Whether designed in-house, provided by a government or state agency, or purchased from a commercial vendor, workplace training programs can take many forms. Current methods of delivering training content include on-site, face-to-face facilitated training in a small or large group setting; online training, from narrated or silent PowerPoint slides to a dynamic webinar with a live trainer and real-time interaction; or combinations of on-site and online delivery.

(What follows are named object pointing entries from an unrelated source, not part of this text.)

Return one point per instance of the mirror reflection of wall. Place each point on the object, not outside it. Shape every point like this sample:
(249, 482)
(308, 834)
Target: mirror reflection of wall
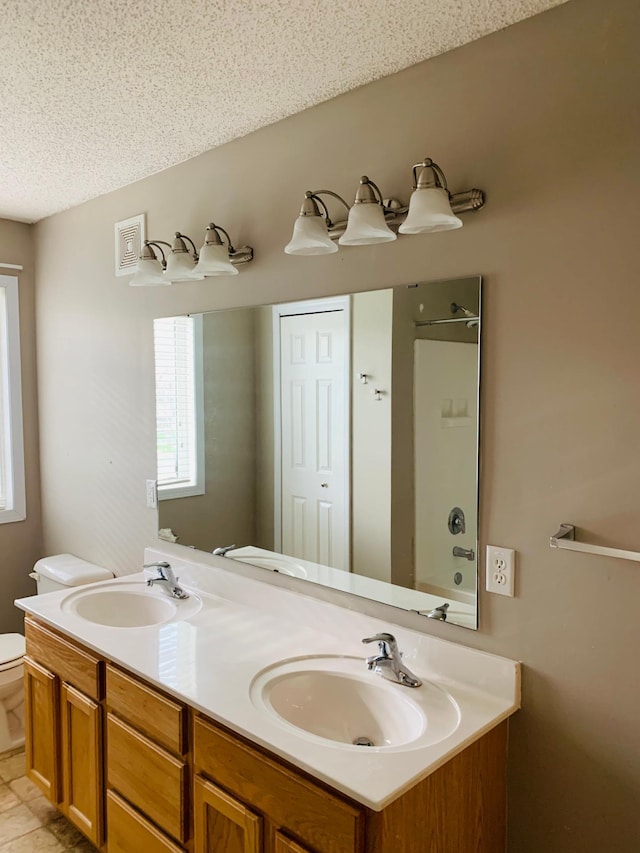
(343, 432)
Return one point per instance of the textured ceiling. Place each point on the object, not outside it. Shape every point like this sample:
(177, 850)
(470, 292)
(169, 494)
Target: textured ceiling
(96, 94)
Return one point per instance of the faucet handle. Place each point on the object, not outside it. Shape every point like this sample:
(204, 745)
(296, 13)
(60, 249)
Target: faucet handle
(388, 643)
(163, 568)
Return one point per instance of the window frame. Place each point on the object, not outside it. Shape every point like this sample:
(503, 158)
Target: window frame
(11, 425)
(197, 486)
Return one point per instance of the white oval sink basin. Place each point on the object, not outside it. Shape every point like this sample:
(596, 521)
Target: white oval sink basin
(338, 700)
(122, 605)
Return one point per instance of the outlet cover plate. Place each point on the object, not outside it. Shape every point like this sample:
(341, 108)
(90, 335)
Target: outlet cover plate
(500, 566)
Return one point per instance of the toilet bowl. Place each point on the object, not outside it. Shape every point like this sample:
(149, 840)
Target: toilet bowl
(11, 691)
(51, 573)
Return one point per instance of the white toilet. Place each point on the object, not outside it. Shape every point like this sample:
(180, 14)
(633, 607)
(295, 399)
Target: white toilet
(51, 573)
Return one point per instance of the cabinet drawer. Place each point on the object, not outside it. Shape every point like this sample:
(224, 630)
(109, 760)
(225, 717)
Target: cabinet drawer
(127, 830)
(61, 656)
(320, 818)
(147, 776)
(162, 719)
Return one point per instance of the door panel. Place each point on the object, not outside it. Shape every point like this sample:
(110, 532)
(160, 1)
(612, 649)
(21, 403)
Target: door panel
(315, 438)
(224, 823)
(41, 702)
(285, 845)
(82, 763)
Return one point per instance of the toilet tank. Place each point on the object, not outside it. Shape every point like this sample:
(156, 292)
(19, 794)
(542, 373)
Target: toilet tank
(65, 570)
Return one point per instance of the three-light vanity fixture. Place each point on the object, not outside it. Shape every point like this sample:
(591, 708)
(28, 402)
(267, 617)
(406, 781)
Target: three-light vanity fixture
(186, 264)
(373, 219)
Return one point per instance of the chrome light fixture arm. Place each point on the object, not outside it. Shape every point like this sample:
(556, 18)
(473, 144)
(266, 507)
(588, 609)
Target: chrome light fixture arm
(151, 255)
(236, 256)
(313, 200)
(181, 236)
(432, 176)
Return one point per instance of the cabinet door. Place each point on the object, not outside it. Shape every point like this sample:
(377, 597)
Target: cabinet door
(224, 823)
(41, 703)
(151, 779)
(285, 845)
(128, 830)
(82, 795)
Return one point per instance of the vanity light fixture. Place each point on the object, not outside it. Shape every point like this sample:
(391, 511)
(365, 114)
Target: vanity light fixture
(373, 219)
(311, 228)
(181, 262)
(429, 205)
(366, 224)
(216, 258)
(150, 271)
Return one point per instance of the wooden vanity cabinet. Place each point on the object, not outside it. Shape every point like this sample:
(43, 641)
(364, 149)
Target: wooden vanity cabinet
(258, 804)
(249, 797)
(177, 781)
(147, 768)
(63, 724)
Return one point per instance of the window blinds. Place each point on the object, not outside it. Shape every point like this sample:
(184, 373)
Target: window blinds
(175, 401)
(5, 457)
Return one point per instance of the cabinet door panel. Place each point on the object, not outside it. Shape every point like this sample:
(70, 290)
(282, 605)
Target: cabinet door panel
(223, 823)
(127, 830)
(82, 763)
(285, 845)
(70, 662)
(321, 819)
(41, 703)
(150, 778)
(163, 719)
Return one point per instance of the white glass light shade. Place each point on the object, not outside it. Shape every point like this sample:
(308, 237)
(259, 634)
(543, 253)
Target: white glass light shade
(310, 237)
(149, 274)
(366, 225)
(214, 260)
(180, 266)
(429, 210)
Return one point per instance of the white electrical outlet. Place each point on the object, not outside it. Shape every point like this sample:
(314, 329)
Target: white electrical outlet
(152, 494)
(500, 568)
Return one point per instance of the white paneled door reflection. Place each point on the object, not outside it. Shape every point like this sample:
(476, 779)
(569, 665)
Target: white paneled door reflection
(315, 437)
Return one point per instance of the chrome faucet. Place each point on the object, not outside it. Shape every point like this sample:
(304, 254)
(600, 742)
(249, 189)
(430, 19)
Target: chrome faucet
(166, 579)
(388, 662)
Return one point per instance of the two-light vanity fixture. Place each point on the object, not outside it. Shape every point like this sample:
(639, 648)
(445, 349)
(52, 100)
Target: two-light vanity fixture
(373, 219)
(186, 264)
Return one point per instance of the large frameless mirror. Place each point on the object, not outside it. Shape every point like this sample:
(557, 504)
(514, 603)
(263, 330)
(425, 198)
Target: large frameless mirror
(335, 440)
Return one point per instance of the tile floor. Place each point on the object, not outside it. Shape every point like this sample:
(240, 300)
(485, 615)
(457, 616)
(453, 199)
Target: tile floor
(28, 822)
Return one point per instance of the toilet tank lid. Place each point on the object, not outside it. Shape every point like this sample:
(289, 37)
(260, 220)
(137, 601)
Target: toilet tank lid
(69, 570)
(12, 647)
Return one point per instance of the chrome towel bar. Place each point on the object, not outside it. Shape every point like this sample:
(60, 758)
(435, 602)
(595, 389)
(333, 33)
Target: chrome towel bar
(566, 536)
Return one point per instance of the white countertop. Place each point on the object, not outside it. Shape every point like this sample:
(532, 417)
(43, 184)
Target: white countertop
(244, 626)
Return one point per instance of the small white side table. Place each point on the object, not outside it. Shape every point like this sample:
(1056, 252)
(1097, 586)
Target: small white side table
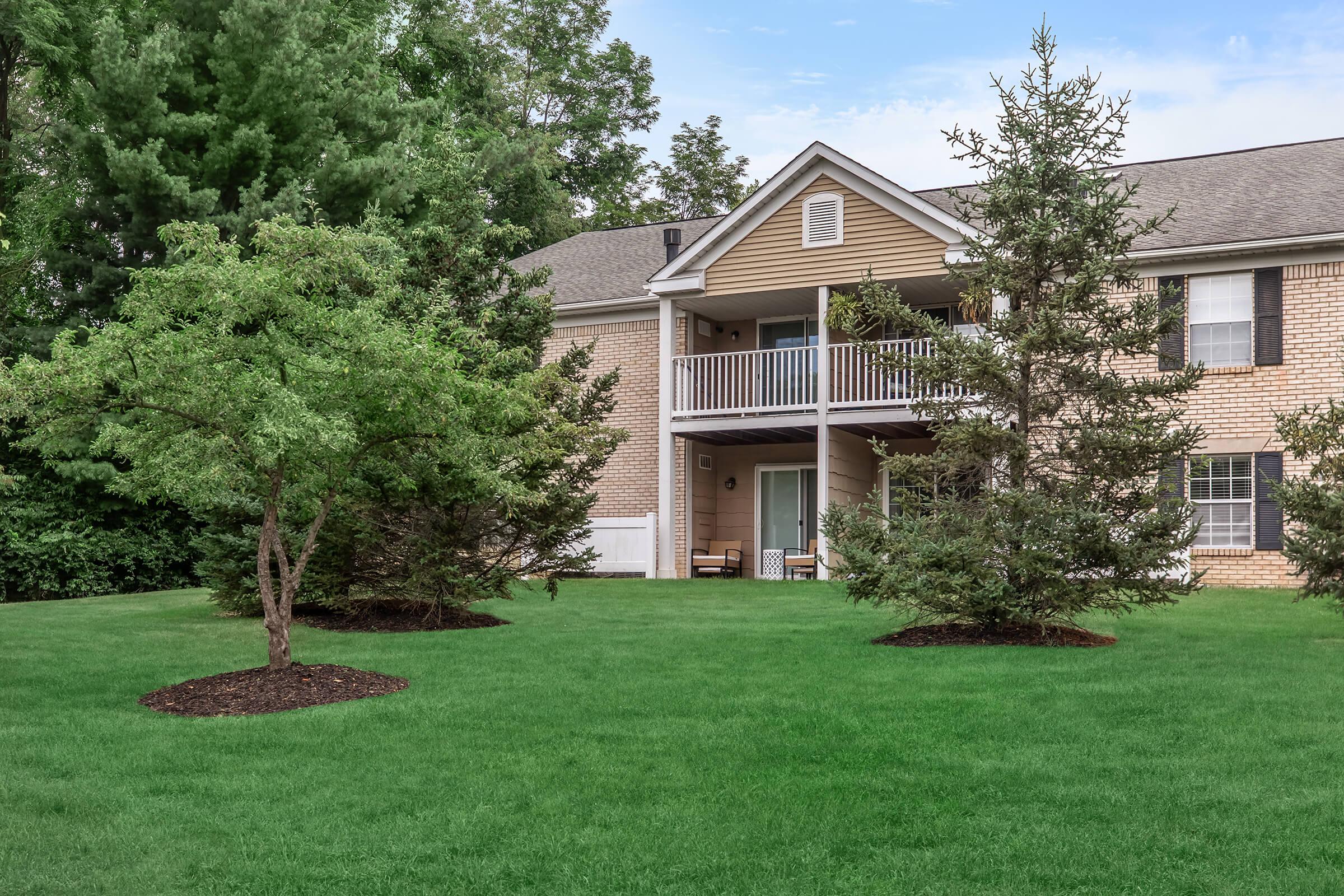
(772, 564)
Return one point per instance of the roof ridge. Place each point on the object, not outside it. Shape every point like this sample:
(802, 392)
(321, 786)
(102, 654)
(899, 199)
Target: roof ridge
(652, 223)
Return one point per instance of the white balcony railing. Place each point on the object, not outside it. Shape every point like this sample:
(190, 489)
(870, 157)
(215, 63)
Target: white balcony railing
(784, 381)
(858, 381)
(776, 381)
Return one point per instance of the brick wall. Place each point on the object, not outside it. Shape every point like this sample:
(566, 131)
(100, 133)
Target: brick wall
(629, 483)
(1234, 402)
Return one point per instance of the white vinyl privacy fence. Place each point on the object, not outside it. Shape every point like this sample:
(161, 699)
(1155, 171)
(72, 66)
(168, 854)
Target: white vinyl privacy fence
(626, 544)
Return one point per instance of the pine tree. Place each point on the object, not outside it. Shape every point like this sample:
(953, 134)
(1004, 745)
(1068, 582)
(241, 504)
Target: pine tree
(227, 112)
(1314, 503)
(1042, 496)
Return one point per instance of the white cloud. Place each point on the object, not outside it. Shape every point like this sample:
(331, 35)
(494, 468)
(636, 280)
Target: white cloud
(1180, 106)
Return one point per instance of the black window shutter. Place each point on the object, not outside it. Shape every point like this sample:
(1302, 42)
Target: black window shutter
(1269, 512)
(1171, 481)
(1269, 316)
(1171, 292)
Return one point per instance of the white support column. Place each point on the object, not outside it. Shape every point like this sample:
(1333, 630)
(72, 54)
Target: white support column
(823, 429)
(667, 457)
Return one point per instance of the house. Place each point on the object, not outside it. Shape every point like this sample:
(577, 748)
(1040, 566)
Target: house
(746, 416)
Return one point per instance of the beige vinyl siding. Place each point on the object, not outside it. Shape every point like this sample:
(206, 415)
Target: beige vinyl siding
(772, 255)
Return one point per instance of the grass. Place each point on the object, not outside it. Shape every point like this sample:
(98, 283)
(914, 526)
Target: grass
(680, 738)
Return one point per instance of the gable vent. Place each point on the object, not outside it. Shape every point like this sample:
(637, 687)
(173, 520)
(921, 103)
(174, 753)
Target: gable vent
(823, 221)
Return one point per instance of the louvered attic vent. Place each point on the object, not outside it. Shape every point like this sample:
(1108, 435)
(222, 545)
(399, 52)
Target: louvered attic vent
(823, 221)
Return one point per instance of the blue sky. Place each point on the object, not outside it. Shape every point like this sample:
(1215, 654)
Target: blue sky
(879, 80)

Increasingly, organizations are trending more towards the power and flexibility of online training, accessible on your website or via password on a government or commercial site. Although it comes with certain limitations—including the lack of in-person interaction, real-time answers to questions, and group discussions—online training can provide a cost- and time-effective option for youth-serving organizations of every size. Most online training platforms log in the learner by name and position, collect any other information needed to identify the trainee, identify the type and level of training needed (in some cases), and issue a report to administrators about who has—and has not—completed the training. Many online training programs are self-paced and keep track of where the learner is in the training, so the trainee can pause or stop and resume training later.
Besides administering the training, programs can link to your policies and procedures and code of conduct, and to state reporting laws for reference. Some training modules administer periodic section- or topic-specific vignettes and quizzes, score them, provide feedback on both correct and incorrect responses, administer a final examination, record the examination results, and either issue a certificate of completion or allow the test to be taken again.
More Training Resources
If yours is a large organization, you may consider developing or purchasing commercially available onsite and online training programs tailored to your specific environment. In some cases, insurers have developed child abuse prevention and reporting education programs as part of their client risk mitigation programs. You can check with your insurance provider or risk management agency to see if they provide any abuse prevention training programs for their clients.
In addition to organizations developing training, some public agencies have also made free online training widely available. For example, the Middlesex District Attorney’s Office has a publicly available training resource for mandated reporters.